Crime

Man found guilty of lesser charge in UK student's shooting death

Adrian Benton looked toward the jury during opening testimony in the trial of Benton, accused of murder and other charges in the 2006 death of UK student John Mattingly IIILexington, Ky., on Monday May 16, 2011.   Photo by Pablo Alcala | Staff
Adrian Benton looked toward the jury during opening testimony in the trial of Benton, accused of murder and other charges in the 2006 death of UK student John Mattingly IIILexington, Ky., on Monday May 16, 2011. Photo by Pablo Alcala | Staff

The mother of a University of Kentucky student who was killed in 2006 took the witness stand Tuesday at the trial of a man convicted in his death. It was five years to the day since she last spoke to her son.

John Graves Mattingly III was shot in the head after robbers invaded his home on Wilson Street on May 25, 2006.

On Tuesday, a Fayette County jury found Adrian Lamont Benton, 31, guilty of complicity to second-degree manslaughter and several other charges. Raymond Larry Wright, 29, accused of bursting into Mattingly's home with Benton, pleaded guilty to murder earlier this month.

Mattingly's mother, Janet, addressed jurors before they were asked to suggest a sentence for Benton. Jurors heard hours more testimony from friends and family of Benton and Mattingly. Benton also took the stand, apologizing to the victim's family members who were in the courtroom. The jury will return Wednesday to deliberate Benton's sentence.

Jurors found Benton guilty around noon Tuesday. The verdict was for a lesser crime than complicity to murder, the charge Benton faced after Wright admitted he fired the fatal shot. Both originally were charged with murder.

Benton also was found guilty of complicity to robbery, two counts of first-degree robbery, second-degree assault, second-degree wanton endangerment and first-degree wanton endangerment. He was acquitted of tampering with physical evidence.

Janet Mattingly told of the "roller coaster" the family endured while waiting five years for the trial. She said life changed for the large and close-knit family as it searched for a "new normal" after her son's death.

She said her son was a talented, smart man who never quite figured out what he wanted to do with his life. The 23-year-old was a fifth-year senior at UK studying English education, she said.

Family and friends said they avoided the area where he was shot and avoided going back to the house where he lived, which was owned by his parents.

Jeff Proctor, a friend of James Mattingly III, told jurors he has suffered anxiety attacks since the shooting and won't drive past Wilson Street for fear it might trigger a panic attack.

The family did not return to the house for a year and a half, until a pastor called and asked to buy it for his church.

"All John's things were still in it," Janet Mattingly said.

Benton's mother, Patricia Benton, also took the stand, telling jurors about difficulties her son had in school as a child and lamenting that she never realized he might be disabled — attorneys have said Benton, known as "Poodie" to friends and family, might be mentally handicapped. Adrian Benton bonded instantly with anyone who was "good to him or kind to him," his mother said, and he was always trying to impress other people to fit in.
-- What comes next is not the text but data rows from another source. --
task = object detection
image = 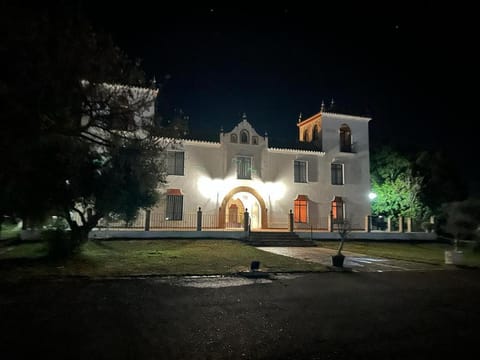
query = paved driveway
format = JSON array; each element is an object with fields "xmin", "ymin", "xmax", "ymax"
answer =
[{"xmin": 258, "ymin": 247, "xmax": 445, "ymax": 272}]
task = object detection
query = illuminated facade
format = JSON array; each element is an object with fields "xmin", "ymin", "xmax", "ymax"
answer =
[{"xmin": 156, "ymin": 112, "xmax": 370, "ymax": 230}]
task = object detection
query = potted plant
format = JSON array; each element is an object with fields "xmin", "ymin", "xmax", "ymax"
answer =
[{"xmin": 332, "ymin": 219, "xmax": 351, "ymax": 267}]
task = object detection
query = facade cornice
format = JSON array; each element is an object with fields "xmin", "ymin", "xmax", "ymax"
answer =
[{"xmin": 267, "ymin": 148, "xmax": 325, "ymax": 156}]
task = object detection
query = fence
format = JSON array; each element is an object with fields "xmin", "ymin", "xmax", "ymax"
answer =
[{"xmin": 72, "ymin": 209, "xmax": 434, "ymax": 232}]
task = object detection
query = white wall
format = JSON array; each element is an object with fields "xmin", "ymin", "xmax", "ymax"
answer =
[{"xmin": 160, "ymin": 113, "xmax": 370, "ymax": 228}]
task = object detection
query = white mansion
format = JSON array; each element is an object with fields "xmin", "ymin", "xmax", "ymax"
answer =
[{"xmin": 149, "ymin": 111, "xmax": 370, "ymax": 230}]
Benton's family asked the jury to have mercy. He is a good person who made bad decisions, they said.

The family also said Benton's addiction to crack cocaine changed him from a devoted family man and loving father to a man who had multiple run-ins with police. Before the shooting, Benton started hanging out with "the wrong people" and frequently would be gone for days at a time. He would run errands, such as going to buy cigarettes for drug dealers, in exchange for small rocks of crack, they said.
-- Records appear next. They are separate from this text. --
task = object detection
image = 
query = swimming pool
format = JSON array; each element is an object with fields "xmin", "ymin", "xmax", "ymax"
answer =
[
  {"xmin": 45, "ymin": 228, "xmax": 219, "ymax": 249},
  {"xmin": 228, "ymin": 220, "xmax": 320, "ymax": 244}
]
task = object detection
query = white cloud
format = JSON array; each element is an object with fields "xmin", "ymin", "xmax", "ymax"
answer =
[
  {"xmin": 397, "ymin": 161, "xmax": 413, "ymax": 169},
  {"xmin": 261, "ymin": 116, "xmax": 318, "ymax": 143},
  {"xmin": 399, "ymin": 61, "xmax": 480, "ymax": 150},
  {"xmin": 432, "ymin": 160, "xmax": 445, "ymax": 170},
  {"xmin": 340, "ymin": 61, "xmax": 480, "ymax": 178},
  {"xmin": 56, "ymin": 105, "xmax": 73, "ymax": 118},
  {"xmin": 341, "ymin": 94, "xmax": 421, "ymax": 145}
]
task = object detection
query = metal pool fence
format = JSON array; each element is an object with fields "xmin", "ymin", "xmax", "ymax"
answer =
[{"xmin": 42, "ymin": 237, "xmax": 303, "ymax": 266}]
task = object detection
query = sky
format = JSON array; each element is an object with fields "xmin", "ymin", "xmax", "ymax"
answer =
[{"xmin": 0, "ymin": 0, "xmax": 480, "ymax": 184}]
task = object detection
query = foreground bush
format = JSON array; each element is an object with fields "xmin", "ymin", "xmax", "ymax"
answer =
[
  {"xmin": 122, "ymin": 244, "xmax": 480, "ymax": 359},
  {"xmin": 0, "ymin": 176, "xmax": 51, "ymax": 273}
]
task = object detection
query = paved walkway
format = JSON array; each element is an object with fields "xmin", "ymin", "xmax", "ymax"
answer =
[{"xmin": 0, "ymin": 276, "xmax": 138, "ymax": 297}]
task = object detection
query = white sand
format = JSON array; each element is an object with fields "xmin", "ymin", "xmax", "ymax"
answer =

"He had a sickness," said his sister, Kalania Benton.

The jury is to return at 9 a.m. Tuesday. Fayette Circuit Judge Thomas Clark said jurors would be asked to consider that Benton also is charged with being a persistent felony offender.

If he is found guilty of being a persistent felony offender, penalties for each crime could double. For example, complicity to second-degree manslaughter carries a penalty of five to 10 years, but Benton could be sentenced to 10 to 20 years if found to be a persistent felony offender, attorneys told the jury. He faces 20 years to life in prison on the robbery charges if found guilty of being a persistent felony offender.